Marion (Loretta Young) is visiting London with her aunt, where she begins a correspondence (via personal ads in the London Times) with Geoffrey (Grant Withers). This is the first movie I've ever seen with epistolary flashbacks. Geoffrey keeps writing letters to Marion, telling her tall stories about his involvement in a murder case, and then we see these incidents in flashback as Marion reads them. The last one features flashbacks within the flashback.
Don't try to figure out the story. Geoffrey and his upstairs neighbour live in flats, but the huge interior sets (with their high ceilings) look more like they were filmed inside mansions. Scotland Yard apparently keep a private dungeon at someplace called Leeds Hall, which is a castle bigger than the entire Tower of London complex. The movie's soundtrack features some incredibly unconvincing thunder. One exterior sequence during a rainstorm is heavily undercranked, so the rain falls much too quickly. Claude King's role in this film is even more contrived and confusing than the role he played in 'London After Midnight'.

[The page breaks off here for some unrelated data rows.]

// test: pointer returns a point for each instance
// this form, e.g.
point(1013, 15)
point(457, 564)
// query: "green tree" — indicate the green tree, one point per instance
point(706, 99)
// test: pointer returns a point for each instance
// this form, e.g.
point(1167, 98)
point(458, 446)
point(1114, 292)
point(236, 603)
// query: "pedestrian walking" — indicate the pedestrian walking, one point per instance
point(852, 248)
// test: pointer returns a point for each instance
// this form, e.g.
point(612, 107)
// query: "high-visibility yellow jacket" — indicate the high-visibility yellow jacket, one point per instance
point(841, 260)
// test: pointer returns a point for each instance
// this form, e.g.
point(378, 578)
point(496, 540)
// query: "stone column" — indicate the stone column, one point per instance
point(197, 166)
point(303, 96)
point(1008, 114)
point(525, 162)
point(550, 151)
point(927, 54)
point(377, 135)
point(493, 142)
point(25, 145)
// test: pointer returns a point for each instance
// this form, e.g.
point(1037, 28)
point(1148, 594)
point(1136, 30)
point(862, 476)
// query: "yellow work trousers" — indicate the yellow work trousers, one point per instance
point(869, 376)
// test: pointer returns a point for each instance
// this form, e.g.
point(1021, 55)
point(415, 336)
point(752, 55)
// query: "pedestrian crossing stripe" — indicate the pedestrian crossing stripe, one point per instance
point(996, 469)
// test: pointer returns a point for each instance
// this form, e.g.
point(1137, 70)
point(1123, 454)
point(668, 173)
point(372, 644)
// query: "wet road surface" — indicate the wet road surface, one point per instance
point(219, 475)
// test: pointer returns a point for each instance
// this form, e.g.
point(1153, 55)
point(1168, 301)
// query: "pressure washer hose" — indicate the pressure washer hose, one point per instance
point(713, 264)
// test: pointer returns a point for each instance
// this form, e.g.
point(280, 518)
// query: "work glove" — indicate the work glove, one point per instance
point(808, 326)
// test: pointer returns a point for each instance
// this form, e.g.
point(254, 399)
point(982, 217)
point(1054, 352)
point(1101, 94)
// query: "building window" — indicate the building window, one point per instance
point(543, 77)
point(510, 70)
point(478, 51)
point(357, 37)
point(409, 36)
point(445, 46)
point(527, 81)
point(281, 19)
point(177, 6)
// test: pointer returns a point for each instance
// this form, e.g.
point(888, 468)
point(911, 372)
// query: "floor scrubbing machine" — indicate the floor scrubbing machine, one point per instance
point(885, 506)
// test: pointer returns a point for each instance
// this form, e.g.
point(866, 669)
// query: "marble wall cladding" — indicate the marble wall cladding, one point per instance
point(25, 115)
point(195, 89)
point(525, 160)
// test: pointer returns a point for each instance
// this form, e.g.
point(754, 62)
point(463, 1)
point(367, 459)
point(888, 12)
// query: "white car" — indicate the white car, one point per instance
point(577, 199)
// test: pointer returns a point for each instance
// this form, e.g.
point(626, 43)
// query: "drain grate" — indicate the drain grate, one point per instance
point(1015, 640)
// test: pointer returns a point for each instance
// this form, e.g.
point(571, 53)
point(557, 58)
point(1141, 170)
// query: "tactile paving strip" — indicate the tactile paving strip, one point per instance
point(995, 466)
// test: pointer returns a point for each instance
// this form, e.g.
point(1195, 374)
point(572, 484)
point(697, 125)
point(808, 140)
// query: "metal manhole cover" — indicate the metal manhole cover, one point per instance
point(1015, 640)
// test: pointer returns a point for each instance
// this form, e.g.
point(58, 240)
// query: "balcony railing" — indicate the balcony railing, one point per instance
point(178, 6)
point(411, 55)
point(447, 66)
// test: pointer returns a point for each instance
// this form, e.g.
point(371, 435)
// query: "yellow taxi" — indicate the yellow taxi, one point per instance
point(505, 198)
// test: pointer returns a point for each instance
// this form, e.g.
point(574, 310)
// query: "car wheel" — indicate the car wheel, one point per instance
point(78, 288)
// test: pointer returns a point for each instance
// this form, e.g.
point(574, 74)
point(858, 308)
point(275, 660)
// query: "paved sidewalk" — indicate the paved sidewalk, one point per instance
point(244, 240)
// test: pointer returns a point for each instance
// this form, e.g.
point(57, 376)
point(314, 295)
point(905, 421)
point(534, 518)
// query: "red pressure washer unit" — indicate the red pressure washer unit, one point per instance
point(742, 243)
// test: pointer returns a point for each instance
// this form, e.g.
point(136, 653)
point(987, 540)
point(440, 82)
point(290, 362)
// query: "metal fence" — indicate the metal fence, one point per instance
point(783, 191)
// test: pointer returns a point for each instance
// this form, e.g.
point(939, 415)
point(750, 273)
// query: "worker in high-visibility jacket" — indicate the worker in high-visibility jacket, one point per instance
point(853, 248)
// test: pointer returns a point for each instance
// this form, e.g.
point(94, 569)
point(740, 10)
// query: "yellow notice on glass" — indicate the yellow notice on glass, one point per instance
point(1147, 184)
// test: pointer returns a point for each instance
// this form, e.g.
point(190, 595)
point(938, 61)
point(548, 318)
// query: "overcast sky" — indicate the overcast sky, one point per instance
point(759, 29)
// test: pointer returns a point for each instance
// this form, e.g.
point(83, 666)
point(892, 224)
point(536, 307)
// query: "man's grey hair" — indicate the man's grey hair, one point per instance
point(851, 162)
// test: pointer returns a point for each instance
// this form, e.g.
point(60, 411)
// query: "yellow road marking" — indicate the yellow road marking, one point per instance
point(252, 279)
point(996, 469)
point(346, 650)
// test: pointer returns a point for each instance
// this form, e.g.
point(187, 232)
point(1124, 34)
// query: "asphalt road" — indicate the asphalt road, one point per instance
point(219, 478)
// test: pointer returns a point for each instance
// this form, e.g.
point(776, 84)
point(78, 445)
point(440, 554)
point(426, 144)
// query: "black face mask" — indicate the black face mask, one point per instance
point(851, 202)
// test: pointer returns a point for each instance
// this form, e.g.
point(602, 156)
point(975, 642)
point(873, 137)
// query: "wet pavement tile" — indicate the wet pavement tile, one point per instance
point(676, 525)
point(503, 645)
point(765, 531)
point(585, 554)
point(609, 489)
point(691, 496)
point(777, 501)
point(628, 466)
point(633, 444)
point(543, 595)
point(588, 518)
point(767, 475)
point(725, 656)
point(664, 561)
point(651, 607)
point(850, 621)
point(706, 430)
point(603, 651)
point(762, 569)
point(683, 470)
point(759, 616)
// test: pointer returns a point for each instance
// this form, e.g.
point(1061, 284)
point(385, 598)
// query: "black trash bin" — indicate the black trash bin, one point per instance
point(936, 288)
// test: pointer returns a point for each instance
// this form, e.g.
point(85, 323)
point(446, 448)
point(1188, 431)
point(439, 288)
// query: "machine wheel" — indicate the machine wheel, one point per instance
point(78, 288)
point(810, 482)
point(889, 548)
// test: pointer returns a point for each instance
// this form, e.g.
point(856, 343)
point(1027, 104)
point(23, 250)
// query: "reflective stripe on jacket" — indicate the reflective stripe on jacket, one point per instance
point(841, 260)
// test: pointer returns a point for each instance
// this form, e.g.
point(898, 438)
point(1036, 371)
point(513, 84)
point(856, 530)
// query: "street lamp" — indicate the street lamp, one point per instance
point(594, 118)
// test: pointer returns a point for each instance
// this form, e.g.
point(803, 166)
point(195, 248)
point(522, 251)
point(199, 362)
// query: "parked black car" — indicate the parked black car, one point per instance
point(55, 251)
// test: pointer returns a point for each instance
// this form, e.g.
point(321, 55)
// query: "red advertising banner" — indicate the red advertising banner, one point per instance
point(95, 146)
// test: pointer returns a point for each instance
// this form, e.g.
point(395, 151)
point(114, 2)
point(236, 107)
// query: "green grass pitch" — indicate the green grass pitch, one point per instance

This movie was directed by Roy Del Ruth, a severely underrated director whose career is long overdue for reappraisal. I was impressed with a couple of tracking camera shots, very rare for early sound films because of the unwieldy soundproof 'blimp' that had to surround the camera and its operators. 'The Second Floor Mystery' makes no sense at all, and has an (implausible) ending that worked better in 'Seven Footprints to Satan', but it's hugely enjoyable and is an interesting example of film-making from the early talkies era when the technical aspects were still being worked out. This film is hardly a classic, but I'm pleased to welcome it back from the lost, and I'll rate this movie 7 out of 10.